Cosa fare questa settimana
Cinque azioni, in ordine di costo crescente, tutte concludibili senza fermare niente:
- Esporta gli ultimi trecento invii del form di contatto e passaci lo script di conteggio. Dieci minuti, e ti dice se il problema esiste da te oppure no.
- Aggiungi il mu-plugin con la sequenza rileva, registra, ripulisci. Verifica dopo il primo invio reale che il log scriva e che il campo arrivi pulito.
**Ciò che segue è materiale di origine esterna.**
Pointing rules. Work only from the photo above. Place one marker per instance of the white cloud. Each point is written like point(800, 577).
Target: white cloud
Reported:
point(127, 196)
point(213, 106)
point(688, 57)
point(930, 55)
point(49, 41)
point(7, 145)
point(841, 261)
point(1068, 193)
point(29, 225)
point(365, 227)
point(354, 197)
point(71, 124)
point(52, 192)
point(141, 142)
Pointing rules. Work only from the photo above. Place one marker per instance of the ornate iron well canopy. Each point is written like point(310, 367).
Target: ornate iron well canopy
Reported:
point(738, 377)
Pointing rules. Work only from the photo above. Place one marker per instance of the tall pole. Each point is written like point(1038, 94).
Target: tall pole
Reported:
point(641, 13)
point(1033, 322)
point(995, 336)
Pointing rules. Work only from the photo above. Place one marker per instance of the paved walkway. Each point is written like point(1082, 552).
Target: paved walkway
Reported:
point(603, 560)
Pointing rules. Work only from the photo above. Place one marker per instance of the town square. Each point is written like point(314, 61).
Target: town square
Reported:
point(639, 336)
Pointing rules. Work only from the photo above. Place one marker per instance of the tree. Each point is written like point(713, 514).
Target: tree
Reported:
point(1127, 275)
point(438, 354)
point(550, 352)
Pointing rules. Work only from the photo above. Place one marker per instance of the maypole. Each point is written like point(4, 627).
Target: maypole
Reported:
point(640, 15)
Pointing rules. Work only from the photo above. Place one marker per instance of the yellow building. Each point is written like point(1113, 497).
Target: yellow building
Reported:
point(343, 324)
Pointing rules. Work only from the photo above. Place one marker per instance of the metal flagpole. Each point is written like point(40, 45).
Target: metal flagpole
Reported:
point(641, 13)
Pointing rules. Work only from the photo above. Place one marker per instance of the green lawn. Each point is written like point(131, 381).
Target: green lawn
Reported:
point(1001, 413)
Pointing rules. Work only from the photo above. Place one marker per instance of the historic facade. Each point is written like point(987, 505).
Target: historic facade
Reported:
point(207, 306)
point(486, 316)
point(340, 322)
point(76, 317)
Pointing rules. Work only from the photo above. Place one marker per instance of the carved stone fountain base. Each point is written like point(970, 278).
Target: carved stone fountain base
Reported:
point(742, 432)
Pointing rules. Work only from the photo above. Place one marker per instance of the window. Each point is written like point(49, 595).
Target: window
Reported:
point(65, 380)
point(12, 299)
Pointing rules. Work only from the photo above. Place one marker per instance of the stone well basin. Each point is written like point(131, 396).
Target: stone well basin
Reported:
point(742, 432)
- Cerca nei tuoi workflow n8n, Make o script il punto esatto in cui un testo di provenienza esterna entra in un prompt, e metti li’ la stessa funzione. Se i punti sono piu’ di tre, il problema vero e’ l’architettura, non i caratteri.
- Elenca gli strumenti collegati agli assistenti che leggono posta o ticket. Un modello che puo’ solo riassumere ha un rischio diverso da uno che puo’ inoltrare.
- Se hai Defender for Office 365 Plan 2 o Microsoft 365 E5, filtra la tabella EmailEvents per
DetectionMethods has "Prompt Injection Protection"e guarda cosa e’ gia’ passato.
La parte piu’ scomoda di questa storia e’ che non c’e’ niente da patchare. Nessun CVE, nessun aggiornamento da installare, nessun vendor da chiamare. C’e’ solo uno strato di testo che nessuno ha mai guardato perche’ letteralmente non si vede, e la scelta se guardarlo prima o dopo che qualcuno lo usi.
Fonti
- Microsoft Security Blog, ASCII smuggling crosses over from AI prompt injection to phishing evasion, 3 settembre 2026 (telemetria Defender for Office, domini mittente, controlli consigliati).
- Ars Technica, Once popular for attacking AI, ASCII smuggling is embraced by spammers, 4 settembre 2026 (ricostruzione del blocco Tags e attribuzione a Riley Goodside).
- WordPress Developer Resources, _sanitize_text_fields() (codice sorgente della sanitizzazione dei campi testo).
- MITRE ATT&CK T1027, Obfuscated Files or Information e MITRE ATLAS AML.T0068, LLM Prompt Obfuscation.